Generally, nodes are defined using a geographic grid laid over the world, forming approximately square nodes of a certain size. The NodeID is then calculated based on latitude and longitude of the node, where the location of the node is considered the upper left corner of the square it represents. NodeID values are numbered from south to north for latitude and west to east for longitude, with 0,0 being the intersection of the International Date Line and the South Pole. Note that NodeID values are <longitude><latitude> values (not <latitude><longitude> values as normally provided).

The three possible values for IdReference that use a grid to define and identify nodes differ based on grid resolution. EMOD is limited to a minimum node size of 30 arc-seconds (approximately 1 km at the equator). The three gridded values are:

  • Gridded world grump30arcsec

  • Gridded world grump2.5arcmin

  • Gridded world grump1degree

The algorithm for encoding latitude and longitude into a NodeID is as follows:

unsigned int xpix = math.floor((lon + 180.0) / resolution)
unsigned int ypix = math.floor((lat + 90.0) / resolution)
unsigned int **NodeID** = (xpix << 16) + ypix + 1

This generates a NodeID that is a 4-byte unsigned integer (like all NodeID values); the first two bytes represent the longitude of the node and the second two bytes represent the latitude. Note that as part of the final calculation, we add one to the NodeID. This is to reserve the NodeID of zero, since that is used as a null-value in a number of places (for example, in the migration files to signal that no migration value is present).
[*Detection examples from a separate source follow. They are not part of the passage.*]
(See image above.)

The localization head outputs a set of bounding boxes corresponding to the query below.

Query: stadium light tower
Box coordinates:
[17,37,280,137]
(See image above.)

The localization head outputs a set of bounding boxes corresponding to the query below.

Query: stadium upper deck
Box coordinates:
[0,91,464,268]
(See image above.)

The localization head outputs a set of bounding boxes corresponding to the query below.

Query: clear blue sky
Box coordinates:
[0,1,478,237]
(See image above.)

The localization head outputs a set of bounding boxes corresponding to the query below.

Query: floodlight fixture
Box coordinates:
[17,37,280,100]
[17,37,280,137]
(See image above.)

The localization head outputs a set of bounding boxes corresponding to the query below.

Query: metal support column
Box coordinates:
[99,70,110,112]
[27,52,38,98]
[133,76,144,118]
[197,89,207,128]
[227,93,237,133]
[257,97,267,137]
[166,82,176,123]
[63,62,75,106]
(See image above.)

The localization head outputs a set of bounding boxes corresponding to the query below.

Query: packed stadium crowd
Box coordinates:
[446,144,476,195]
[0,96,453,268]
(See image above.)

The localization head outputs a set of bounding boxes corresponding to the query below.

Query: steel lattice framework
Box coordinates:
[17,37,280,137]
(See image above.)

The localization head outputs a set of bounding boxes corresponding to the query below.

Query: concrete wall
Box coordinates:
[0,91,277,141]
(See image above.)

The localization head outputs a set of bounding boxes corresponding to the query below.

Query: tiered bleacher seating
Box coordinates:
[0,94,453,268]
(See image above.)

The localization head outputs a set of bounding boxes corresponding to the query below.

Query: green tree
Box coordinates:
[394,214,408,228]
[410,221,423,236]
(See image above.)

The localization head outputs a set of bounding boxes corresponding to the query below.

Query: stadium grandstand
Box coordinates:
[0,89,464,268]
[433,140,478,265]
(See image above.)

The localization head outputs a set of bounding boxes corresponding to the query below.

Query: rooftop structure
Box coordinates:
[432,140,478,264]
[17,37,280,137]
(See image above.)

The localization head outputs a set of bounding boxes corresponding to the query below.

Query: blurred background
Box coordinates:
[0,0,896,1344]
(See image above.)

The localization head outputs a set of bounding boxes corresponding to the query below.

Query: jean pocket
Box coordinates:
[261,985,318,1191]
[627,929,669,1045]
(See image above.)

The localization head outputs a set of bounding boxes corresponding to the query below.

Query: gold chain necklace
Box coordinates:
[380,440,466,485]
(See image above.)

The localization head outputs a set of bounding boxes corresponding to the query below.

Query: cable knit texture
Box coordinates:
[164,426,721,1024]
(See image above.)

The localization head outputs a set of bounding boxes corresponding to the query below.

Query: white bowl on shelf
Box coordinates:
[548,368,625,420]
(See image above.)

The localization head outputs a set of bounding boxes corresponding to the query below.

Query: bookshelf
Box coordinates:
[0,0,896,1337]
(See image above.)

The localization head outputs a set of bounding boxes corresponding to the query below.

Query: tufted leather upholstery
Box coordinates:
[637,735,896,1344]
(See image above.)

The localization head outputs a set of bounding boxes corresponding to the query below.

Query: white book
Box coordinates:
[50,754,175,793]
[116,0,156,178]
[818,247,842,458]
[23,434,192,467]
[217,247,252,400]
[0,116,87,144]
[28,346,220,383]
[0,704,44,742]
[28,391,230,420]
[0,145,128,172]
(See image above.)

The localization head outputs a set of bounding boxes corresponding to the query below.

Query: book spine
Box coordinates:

In addition to these gridded values, you can assign a value of “Legacy” to indicate that NodeID values are defined in and copied directly from the demographics files. This is used when the nodes are not demarcated by a grid, but rather by some social construct, such as voting precincts or other administrative boundary, that don’t necessarily have an obvious heuristic for enumeration. Some types of data may only be available or easier to obtain when in such a form. The name “Legacy” does not imply anything derogatory or time-related. It is simply a term that was chosen to represent data that isn’t related to the gridded information.

When using nodes that are not using the gridded format, you cannot assume or easily determine resolution, shape, or actual location of the node point within/along that shape. In other words, the format of such files depends on the creator of the file and you should refer to any information provided in the metadata of the file or by the creator when parsing the file.